Methods: Female C57BL/6J mice were subcutaneously injected with dehydroepiandrosterone for 21 days to establish the PCOS model. Then the mice were randomly divided into three groups: PCOS group (n = 6), S-0.42 group (semaglutide 0.42 mg/kg/w, n = 6), and S-0.84 group (semaglutide 0.84 mg/kg/w, n = 6). The remaining six mice were used as controls (NC). After 28 days of intervention, serum sex hormones and inflammatory cytokine levels were measured. Hematoxylin and eosin staining was used to observe the ovarian morphology. Immunohistochemical staining was used to detect the relative expression of CYP19A1, TNF-α, IL-6, IL-1β, and NF-κB in ovaries. CYP17A1 and StAR were detected using immunofluorescence staining. Finally, the relative expressions of AMPK, pAMPK, SIRT1, NF-κB, IκBα, pIκBα, TNF-α, IL-6, and IL-1β were measured using Western blotting.

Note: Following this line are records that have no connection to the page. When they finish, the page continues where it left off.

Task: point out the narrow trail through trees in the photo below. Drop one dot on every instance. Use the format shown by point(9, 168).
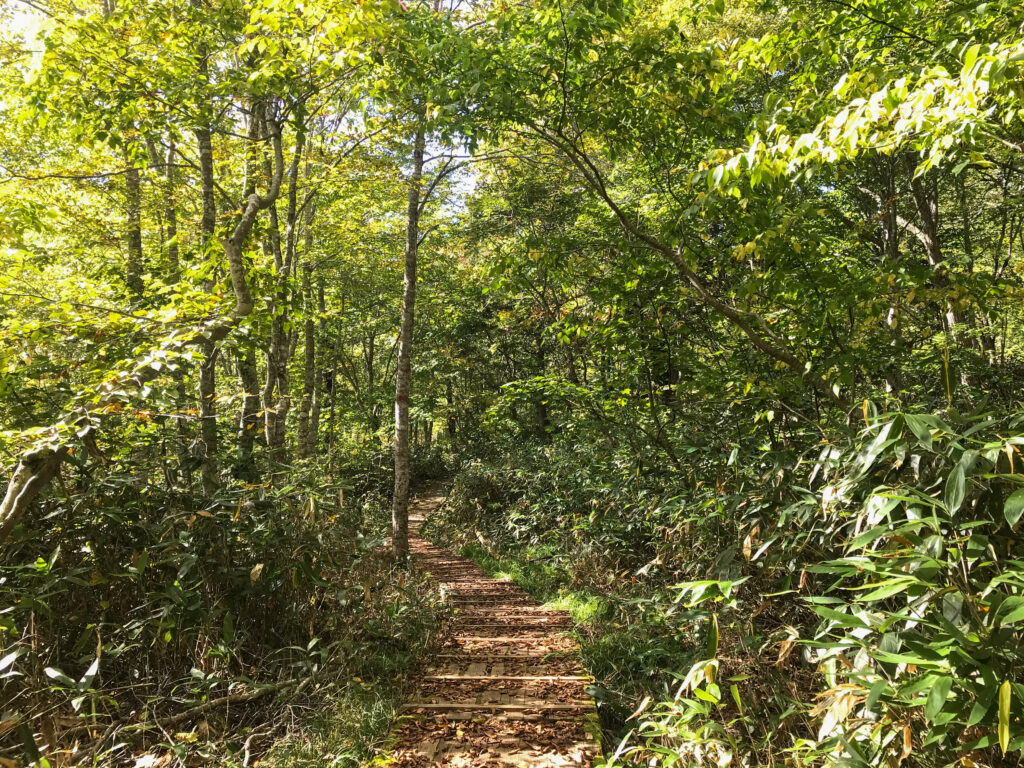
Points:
point(507, 689)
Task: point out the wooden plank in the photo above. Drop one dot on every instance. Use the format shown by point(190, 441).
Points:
point(470, 707)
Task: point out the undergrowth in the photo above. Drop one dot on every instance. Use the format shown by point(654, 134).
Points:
point(859, 602)
point(142, 624)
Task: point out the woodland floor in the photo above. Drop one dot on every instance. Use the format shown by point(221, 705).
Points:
point(507, 689)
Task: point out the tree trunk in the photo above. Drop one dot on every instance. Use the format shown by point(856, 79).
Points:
point(174, 276)
point(133, 198)
point(249, 416)
point(452, 422)
point(403, 374)
point(278, 354)
point(306, 436)
point(322, 372)
point(207, 374)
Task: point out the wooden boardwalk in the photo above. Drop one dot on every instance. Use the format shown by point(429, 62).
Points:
point(507, 690)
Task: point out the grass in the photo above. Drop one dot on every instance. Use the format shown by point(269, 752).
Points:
point(624, 646)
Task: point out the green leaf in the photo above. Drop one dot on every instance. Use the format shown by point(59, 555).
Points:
point(1005, 716)
point(1014, 507)
point(887, 589)
point(919, 425)
point(955, 488)
point(971, 55)
point(937, 696)
point(713, 636)
point(1015, 609)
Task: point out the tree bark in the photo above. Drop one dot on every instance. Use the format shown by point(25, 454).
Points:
point(207, 373)
point(403, 373)
point(306, 435)
point(133, 198)
point(38, 466)
point(275, 409)
point(249, 415)
point(174, 276)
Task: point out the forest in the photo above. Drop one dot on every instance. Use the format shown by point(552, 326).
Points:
point(693, 330)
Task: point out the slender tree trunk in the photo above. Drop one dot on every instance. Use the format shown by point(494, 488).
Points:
point(174, 276)
point(249, 416)
point(306, 437)
point(133, 197)
point(403, 374)
point(207, 370)
point(278, 355)
point(322, 372)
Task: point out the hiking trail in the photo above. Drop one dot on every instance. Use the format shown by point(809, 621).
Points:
point(507, 689)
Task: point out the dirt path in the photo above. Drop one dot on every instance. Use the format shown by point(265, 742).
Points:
point(508, 689)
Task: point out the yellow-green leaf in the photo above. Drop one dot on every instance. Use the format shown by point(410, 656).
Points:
point(1005, 716)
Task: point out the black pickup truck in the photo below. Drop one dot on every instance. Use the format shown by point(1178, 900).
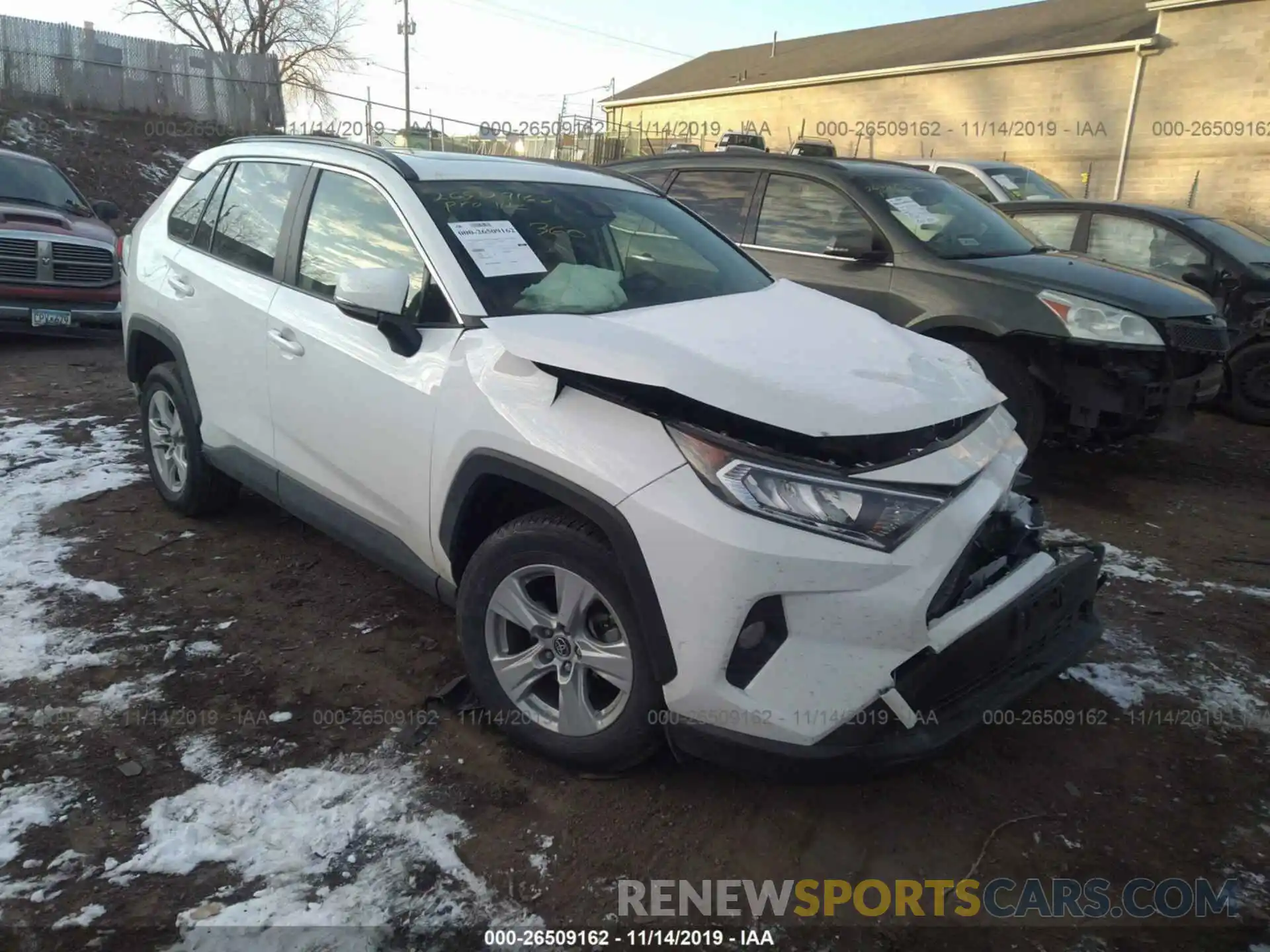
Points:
point(59, 257)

Results: First, after intervention with semaglutide, the weight of the mice decreased, insulin resistance improved, and the estrous cycle returned to normal. Serum testosterone and IL-1β levels decreased significantly, whereas estradiol and progestin levels increased significantly. Follicular cystic dilation significantly improved. The expression of TNF-α, IL-6, IL-1β, NF-κB, CYP17A1, and StAR in the ovary was significantly downregulated, whereas CYP19A1 expression was upregulated after the intervention. Finally, we confirmed that semaglutide alleviates ovarian tissue inflammation and improves PCOS through the AMPK/SIRT1/NF-κB signaling pathway.
Conclusion: Semaglutide alleviates ovarian inflammation via the AMPK/SIRT1/NF‑κB signaling pathway in PCOS mice.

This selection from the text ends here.